Concur he'd be a great backup for Rondo....also, what if GS buys out Jaske?


----------



## Mateo (Sep 23, 2006)

While I'm not a Johnson fan, I don't think there's anything better out there for the getting... so maybe.


----------



## Jenness (Apr 18, 2007)

Yeah, it'd be nice to acquire AJ. He's a legitimate backup point and the Celtics don't have one of those. They may not even have a legitimate starting point either but that's for another day. It's too bad there doesn't seem to be a reasonable fit between both teams. 

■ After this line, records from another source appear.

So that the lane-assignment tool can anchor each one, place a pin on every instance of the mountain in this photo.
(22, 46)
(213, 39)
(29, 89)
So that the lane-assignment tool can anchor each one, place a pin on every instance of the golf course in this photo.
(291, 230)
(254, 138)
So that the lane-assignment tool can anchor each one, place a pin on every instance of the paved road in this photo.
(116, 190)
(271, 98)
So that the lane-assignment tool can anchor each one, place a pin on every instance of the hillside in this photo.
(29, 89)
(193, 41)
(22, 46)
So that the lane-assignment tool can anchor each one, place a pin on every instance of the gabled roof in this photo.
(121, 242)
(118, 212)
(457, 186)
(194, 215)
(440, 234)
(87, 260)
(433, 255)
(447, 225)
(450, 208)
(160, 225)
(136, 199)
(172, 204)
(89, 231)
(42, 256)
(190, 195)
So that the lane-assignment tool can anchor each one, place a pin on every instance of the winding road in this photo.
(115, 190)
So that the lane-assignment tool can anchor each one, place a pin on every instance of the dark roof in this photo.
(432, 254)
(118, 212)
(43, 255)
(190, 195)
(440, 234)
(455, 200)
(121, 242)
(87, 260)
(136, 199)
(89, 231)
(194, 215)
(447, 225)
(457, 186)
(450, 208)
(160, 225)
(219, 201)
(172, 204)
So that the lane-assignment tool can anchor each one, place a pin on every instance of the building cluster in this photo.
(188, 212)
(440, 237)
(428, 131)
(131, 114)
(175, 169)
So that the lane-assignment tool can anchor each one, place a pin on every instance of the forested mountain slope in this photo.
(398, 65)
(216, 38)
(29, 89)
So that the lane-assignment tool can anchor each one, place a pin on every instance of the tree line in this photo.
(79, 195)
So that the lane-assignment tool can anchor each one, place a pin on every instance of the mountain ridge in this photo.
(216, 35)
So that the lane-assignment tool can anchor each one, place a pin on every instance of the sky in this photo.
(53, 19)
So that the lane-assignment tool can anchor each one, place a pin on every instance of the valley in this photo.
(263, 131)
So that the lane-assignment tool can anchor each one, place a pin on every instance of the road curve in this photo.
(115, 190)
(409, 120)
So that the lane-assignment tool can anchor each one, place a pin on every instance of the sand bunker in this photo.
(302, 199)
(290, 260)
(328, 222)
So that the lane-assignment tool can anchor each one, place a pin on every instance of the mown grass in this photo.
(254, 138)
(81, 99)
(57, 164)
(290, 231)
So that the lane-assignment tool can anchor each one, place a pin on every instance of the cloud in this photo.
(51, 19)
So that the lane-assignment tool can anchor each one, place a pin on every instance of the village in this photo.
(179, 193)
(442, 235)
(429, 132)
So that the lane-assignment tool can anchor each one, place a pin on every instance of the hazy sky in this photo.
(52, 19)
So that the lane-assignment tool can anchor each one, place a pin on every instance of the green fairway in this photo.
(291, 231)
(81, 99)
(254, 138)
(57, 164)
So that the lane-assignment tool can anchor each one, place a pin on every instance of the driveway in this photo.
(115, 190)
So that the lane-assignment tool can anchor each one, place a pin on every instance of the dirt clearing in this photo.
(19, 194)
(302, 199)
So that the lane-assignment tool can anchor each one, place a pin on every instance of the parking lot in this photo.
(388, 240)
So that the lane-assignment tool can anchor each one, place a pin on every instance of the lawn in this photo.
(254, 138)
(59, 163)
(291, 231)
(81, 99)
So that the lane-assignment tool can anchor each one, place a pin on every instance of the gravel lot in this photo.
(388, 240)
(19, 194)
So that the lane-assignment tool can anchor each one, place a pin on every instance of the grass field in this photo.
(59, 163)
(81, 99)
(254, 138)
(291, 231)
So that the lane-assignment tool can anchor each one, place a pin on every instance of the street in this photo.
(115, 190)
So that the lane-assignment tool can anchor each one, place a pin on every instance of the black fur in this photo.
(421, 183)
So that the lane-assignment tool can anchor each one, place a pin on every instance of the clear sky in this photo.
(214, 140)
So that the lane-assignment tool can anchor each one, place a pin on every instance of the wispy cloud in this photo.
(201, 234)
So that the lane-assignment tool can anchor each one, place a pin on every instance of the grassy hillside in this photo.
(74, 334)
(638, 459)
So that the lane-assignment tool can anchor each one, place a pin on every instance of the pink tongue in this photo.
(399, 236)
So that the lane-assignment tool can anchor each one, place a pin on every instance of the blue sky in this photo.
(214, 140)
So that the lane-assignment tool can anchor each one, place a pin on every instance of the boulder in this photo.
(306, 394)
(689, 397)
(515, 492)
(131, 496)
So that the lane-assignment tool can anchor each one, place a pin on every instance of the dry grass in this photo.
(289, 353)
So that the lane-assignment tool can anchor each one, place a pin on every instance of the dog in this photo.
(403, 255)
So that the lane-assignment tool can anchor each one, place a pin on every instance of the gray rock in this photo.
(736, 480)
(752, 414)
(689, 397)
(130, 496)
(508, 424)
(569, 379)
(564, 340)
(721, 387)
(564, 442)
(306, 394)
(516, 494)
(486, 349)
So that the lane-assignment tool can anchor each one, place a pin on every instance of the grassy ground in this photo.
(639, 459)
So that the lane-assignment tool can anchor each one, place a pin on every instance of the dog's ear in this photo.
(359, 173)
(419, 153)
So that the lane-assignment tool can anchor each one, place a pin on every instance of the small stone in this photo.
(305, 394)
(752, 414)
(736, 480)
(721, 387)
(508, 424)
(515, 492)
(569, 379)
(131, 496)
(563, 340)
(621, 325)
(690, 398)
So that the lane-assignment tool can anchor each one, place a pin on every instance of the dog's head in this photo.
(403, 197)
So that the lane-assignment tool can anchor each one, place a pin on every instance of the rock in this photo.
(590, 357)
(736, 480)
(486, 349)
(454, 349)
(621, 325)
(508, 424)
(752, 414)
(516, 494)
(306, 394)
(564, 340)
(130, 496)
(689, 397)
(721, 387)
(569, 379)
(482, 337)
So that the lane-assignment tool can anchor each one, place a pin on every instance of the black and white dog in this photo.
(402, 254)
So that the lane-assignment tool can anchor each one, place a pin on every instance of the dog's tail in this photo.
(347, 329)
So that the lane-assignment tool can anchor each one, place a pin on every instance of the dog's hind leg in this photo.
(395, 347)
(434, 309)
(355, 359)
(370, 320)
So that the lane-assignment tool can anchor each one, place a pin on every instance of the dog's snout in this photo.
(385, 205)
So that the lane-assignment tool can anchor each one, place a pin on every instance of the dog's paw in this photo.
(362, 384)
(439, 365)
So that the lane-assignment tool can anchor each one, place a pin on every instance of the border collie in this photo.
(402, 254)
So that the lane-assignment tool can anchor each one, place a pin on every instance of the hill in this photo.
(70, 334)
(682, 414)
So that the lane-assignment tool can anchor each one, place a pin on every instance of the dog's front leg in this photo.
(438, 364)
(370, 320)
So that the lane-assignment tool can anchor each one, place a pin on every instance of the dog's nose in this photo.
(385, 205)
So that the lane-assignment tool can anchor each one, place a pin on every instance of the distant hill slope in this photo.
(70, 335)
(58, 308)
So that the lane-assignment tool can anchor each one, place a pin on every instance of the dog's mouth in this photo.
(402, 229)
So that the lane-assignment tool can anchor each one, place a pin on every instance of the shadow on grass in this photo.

When I look at point guard situations, I wonder what the heck Memphis is going to do. They have the luxury of having three that may all be starter-worthy. Of the three they may be most invested in Juan Carlos Navarro and Mike Conley but they seem to rave about Kyle Lowry as well. I guess JCN could shift to the two-guard at times to skim the logjam but if they are amenable to trading a point guard I would love to acquire Lowry. He's similar to Rondo, good defense, pushes the ball but he can actually shoot. Again, it's too bad the Celtics don't have the chips to acquire anyone right now.


----------



## Truth34 (May 28, 2003)

If you look at Rondo's 25 starts, his statistics are among the best PGs in the entire league. So, while it is a small sample size, I tend to think this kid is going to be fine as a starter. Third-best rebounding PG in the league, best in the NBA in steals, good passer and great penetrator. What more do they want? Oh yes, a jump shot. He's working on it!


----------



## BostonBasketball (Jan 10, 2005)

Truth34 said:


> If you look at Rondo's 25 starts, his statistics are among the best PGs in the entire league. So, while it is a small sample size, I tend to think this kid is going to be fine as a starter. Third-best rebounding PG in the league, best in the NBA in steals, good passer and great penetrator. What more do they want? Oh yes, a jump shot. He's working on it!


Keep in mind those 25 games were made when no one in the NBA cared about the Celtics and we're prolly playing at 75% against them.


----------



## Truth34 (May 28, 2003)

Did you watch those games? Clearly the kid has a strong future in the league.


----------